Re:Leap Forward? (1)

msbmsb (871828) | more than 4 years ago | (#27730573)

I don't think current QA systems would be confused by that question, actually. In the simplest case of just keyword searching for the appropriate passage, the occurence of "author" with a type of town called "hamlet" will be far smaller than "author" with the play name "Hamlet". Not to mention some systems will pre-mark "Hamlet" as some category precluding a town (like "play"). This lack of co-occurrence also assists statistical methods when learning.

The rhyming and puns will be the more difficult tasks to handle.

Re:Leap Forward? (1)

Lord Ender (156273) | more than 4 years ago | (#27730069)

Both game playing and language processing are considered problems that full under the domain "AI."
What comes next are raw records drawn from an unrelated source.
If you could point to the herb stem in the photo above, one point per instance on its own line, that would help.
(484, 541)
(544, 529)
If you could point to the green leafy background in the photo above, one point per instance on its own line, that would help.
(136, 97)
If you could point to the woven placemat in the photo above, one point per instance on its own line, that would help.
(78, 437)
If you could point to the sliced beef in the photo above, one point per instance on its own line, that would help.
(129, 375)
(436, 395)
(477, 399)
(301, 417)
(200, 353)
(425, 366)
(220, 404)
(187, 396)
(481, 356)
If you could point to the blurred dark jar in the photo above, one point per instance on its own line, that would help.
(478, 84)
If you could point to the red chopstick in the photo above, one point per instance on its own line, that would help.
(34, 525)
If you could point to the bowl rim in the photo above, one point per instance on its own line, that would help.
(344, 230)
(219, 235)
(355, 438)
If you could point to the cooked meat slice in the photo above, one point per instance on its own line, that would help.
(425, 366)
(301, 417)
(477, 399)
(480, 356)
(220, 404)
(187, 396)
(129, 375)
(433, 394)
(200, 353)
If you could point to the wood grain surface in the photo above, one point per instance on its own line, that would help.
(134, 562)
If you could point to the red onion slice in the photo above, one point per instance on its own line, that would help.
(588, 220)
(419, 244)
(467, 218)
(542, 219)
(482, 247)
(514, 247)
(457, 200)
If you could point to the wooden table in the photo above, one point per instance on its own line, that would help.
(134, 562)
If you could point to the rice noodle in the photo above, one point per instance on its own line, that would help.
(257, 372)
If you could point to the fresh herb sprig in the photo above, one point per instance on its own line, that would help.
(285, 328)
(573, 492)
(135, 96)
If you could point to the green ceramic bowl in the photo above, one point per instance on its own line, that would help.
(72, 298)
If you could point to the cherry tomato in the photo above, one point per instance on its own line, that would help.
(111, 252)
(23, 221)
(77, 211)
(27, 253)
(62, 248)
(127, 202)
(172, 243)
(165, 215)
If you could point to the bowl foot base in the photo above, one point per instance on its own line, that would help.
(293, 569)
Re:Leap Forward? (4, Funny)

thrillseeker (518224) | more than 4 years ago | (#27730133)

In what way would this be a leap forward?

Well, at least a computer program will bother to RTFA.

Re:Leap Forward? (0)

Anonymous Coward | more than 4 years ago | (#27730781)

Not if the computer program was reading Slashdot.

Re:Leap Forward? (0)

Anonymous Coward | more than 4 years ago | (#27730261)

God how I love the hilariously inept peanut gallery on Slashdot. Everything is "easy", so long as all you have to do is criticize it and not implement it. If it is as trivial as you claim, then why not start up a "Team Slashdot" to take IBM down a notch?

Re:Leap Forward? (5, Insightful)

damburger (981828) | more than 4 years ago | (#27730659)

Being able to beat a human at Jeapordy is a fairly substantial subset of the Turing test sorted.

Natural language processing is an absolute and total bitch - take it someone who has studied it. One of my AI professors once explained it to me such; the human brain tricks you into believing the hardest tasks it accomplishes are the easiest. Stuff like language, walking, and so on take up far much more of your neural hardware than what you would consider 'thinking' - but it all happens subconsciously.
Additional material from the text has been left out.